In recent years, an association between dipeptidyl peptidase-4 (DPP-4) inhibitors and bullous pemphigoid has been detected in pharmacovigilance studies in European and Asian countries; however, no pharmacovigilance data have been published yet in the USA.

OBJECTIVE

The objective of this study was to examine the relationship between bullous pemphigoid and DPP-4 inhibitors and other oral diabetes mellitus medications in the FDA Adverse Event Reporting System (FAERS).

METHODS

Case/non-case analyses were performed in the FAERS using data from 2006 to 2020 to examine the reporting odds ratio (ROR) signal for bullous pemphigoid for all classes of oral diabetes medications. These analyses were performed under multiple conditions to control for bias: (1) comparison to all other drugs in the FAERS; (2) comparison to other diabetes medications; and (3) comparison to all other diabetes medications where only a single agent was implicated.

RESULTS

A statistically significant ROR for bullous pemphigoid was found for DPP-4 inhibitors under all conditions: (1) 109.79 (95% confidence interval [CI] 101.61-118.62); (2) 74.46 (95% CI 60.58-91.52); and (3) 35.94 (95% CI 27.91-46.28). A larger signal was seen for non-US Food and Drug Administration (FDA)-approved (anagliptin, vildagliptin, teneligliptin) vs FDA-approved DPP-4 inhibitors (alogliptin, linagliptin, saxagliptin, sitagliptin), likely because of an overestimation of the ROR for non-FDA-approved drugs.
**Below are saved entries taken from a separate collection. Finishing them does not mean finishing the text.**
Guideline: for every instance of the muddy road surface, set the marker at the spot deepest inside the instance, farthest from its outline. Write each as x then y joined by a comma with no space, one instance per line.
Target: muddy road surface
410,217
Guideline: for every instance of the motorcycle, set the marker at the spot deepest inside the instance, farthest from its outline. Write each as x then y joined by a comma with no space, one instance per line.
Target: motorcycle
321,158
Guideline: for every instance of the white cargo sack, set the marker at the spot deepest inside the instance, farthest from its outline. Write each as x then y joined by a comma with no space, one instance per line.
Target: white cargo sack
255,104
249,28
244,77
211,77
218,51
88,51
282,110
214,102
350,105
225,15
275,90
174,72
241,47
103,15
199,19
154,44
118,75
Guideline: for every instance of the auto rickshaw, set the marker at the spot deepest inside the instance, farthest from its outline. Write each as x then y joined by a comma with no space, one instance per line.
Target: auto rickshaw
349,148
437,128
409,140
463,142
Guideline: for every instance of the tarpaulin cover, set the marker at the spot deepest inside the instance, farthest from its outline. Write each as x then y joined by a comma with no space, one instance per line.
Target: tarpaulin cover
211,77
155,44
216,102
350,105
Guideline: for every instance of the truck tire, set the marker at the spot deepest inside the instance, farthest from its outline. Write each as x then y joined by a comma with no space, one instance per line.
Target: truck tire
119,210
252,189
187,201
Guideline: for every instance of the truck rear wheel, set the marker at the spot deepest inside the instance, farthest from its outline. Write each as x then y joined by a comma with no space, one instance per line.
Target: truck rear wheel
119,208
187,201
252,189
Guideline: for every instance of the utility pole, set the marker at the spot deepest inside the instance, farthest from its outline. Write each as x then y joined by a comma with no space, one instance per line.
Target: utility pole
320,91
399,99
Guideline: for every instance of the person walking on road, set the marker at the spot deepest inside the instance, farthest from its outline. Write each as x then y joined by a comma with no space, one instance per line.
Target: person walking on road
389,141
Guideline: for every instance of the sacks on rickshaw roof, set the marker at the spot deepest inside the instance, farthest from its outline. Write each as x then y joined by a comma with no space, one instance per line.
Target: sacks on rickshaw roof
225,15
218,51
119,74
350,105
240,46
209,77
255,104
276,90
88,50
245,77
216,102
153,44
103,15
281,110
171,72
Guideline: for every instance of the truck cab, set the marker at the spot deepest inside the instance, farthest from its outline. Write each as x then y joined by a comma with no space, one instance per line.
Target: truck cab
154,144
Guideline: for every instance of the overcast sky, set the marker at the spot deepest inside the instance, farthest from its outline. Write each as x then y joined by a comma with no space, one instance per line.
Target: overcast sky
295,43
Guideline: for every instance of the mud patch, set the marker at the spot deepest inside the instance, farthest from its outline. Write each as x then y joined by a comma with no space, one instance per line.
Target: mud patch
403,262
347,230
The largest signal was seen under conditions 1 and 2 with vildagliptin (1) 1022.83 (95% CI 909.45-1150.35) and (2) 158.84 (95% CI 127.01-198.66) followed by anagliptin (1) 628.63 (95% CI 221.36-1785.24) and (2) 60.64 (95% CI 20.98-175.26), alogliptin, teneligliptin, linagliptin, sitagliptin, and saxagliptin. Under condition 3, the largest signal was seen with linagliptin 122.25 (95% CI 93.96-159.07). Both metformin and the sulfonylureas had a significant ROR under condition 2 [3.42 (95% CI 3.01-3.89) and 2.07 (95% CI 1.66-2.57) respectively]; however, this association was not present under condition 3 as only confounded cases occurred, and a large majority of reported cases had concurrent exposure to a DPP-4 inhibitor.

CONCLUSIONS

Our findings support an association between DPP-4 inhibitors and bullous pemphigoid. This association was maintained under controls to limit bias and falsely elevated signal, including controlling for disease state and cases with multiple drug exposures. Non-FDA-approved DPP-4 inhibitors had a larger ROR compared with FDA-approved DPP-4 inhibitors, likely owing to fewer reported adverse effects overall for non-FDA-approved drugs in FAERS.